22.01.2010
Safer and Faster Skiing!

In future, safer and faster skiing will be possible due to researchers from Baden-Württemberg (© Daniel Stricker/Pixelio)
Researchers working in Stuttgart have developed a new airbag system for skiers. The new system should significantly improve the survival chances of avalanche victims in the future. An electronic system developed by the Fraunhofer Institute for Manufacturing Engineering and Automation (IPA) ensures that an airbag carried by someone caught in an avalanche can be activated by fellow skiers up to 500 metres away from the victim.
Avalanche airbags, which skiers can stow away in special backpacks, have been available on the market for 25 years now. Up to now skiers have had to trigger their airbags themselves in an emergency situation. However, this is not always possible if a skier is caught unaware by an avalanche. The newly developed electronic solution enables other members of a skiing party to initiate airbag inflation remotely and to ensure that the hapless skier is given additional buoyancy when caught in a slab avalanche and has much better chances of survival as a result. The new system also reduces the risk of injury. According to the IPA, 98 per cent of skiers equipped with an airbag have survived an avalanche accident to date, 90 per cent of them without sustaining any injuries. The new airbag system was designed for ABS Peter Aschauer, GmbH and can also be retrofitted in older avalanche airbag systems.

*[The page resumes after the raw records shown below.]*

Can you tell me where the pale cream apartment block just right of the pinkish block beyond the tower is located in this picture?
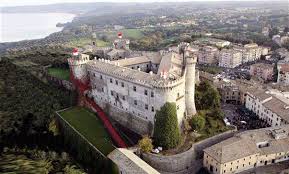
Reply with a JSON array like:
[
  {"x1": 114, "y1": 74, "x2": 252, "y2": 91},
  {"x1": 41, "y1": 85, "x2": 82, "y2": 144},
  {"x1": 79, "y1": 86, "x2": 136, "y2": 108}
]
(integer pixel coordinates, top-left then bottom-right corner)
[{"x1": 219, "y1": 49, "x2": 242, "y2": 68}]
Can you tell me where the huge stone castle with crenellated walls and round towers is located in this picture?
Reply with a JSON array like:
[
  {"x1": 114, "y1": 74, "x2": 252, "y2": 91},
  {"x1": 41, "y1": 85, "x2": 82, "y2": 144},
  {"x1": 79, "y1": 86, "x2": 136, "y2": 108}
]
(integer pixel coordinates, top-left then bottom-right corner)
[{"x1": 68, "y1": 33, "x2": 197, "y2": 135}]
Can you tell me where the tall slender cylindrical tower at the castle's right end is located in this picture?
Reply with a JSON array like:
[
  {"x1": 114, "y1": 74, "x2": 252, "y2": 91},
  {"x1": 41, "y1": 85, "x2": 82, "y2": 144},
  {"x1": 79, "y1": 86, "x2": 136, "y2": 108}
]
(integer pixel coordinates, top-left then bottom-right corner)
[{"x1": 185, "y1": 48, "x2": 197, "y2": 117}]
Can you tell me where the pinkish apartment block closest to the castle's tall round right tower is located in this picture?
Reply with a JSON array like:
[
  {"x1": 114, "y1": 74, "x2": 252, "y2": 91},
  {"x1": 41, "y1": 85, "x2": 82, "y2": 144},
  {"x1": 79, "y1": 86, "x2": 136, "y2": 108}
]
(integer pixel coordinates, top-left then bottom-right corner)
[{"x1": 198, "y1": 46, "x2": 219, "y2": 65}]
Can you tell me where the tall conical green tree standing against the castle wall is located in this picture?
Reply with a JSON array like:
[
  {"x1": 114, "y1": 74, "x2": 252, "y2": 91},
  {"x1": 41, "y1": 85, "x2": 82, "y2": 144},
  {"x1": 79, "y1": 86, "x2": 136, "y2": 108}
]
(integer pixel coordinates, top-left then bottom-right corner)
[{"x1": 154, "y1": 102, "x2": 180, "y2": 149}]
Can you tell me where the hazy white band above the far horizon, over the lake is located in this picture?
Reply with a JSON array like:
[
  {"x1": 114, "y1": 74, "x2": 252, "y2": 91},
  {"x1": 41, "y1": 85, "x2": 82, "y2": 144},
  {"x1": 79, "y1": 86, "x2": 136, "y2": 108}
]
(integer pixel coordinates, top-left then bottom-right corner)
[{"x1": 0, "y1": 0, "x2": 280, "y2": 7}]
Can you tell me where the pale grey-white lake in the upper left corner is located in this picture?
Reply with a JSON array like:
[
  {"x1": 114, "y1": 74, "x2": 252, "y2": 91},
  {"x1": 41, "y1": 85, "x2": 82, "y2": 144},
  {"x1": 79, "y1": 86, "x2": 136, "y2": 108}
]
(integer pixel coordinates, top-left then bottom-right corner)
[{"x1": 0, "y1": 13, "x2": 75, "y2": 42}]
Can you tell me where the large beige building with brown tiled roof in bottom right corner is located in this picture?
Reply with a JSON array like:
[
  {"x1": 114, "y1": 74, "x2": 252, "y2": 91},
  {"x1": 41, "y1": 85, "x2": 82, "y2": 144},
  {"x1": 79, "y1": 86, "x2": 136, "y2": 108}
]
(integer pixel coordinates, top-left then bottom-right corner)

Fraunhofer Institutes in Baden-Württemberg are not only working on improving skiing safety, they are also helping skiers to pick up even more speed on the slopes. The still evolving Microtrobilogy Center in Karlsruhe is currently working with Holmenkoll and other business partners on superfast wax and ski coatings. The researchers have developed new ways of measuring the friction and gliding behaviour of skis in different snow conditions and at various temperatures. The new institute in Karlsruhe has been jointly set up by the Fraunhofer Institute for Mechanics of Materials (IWM) in Freiburg and the University of Karlsruhe.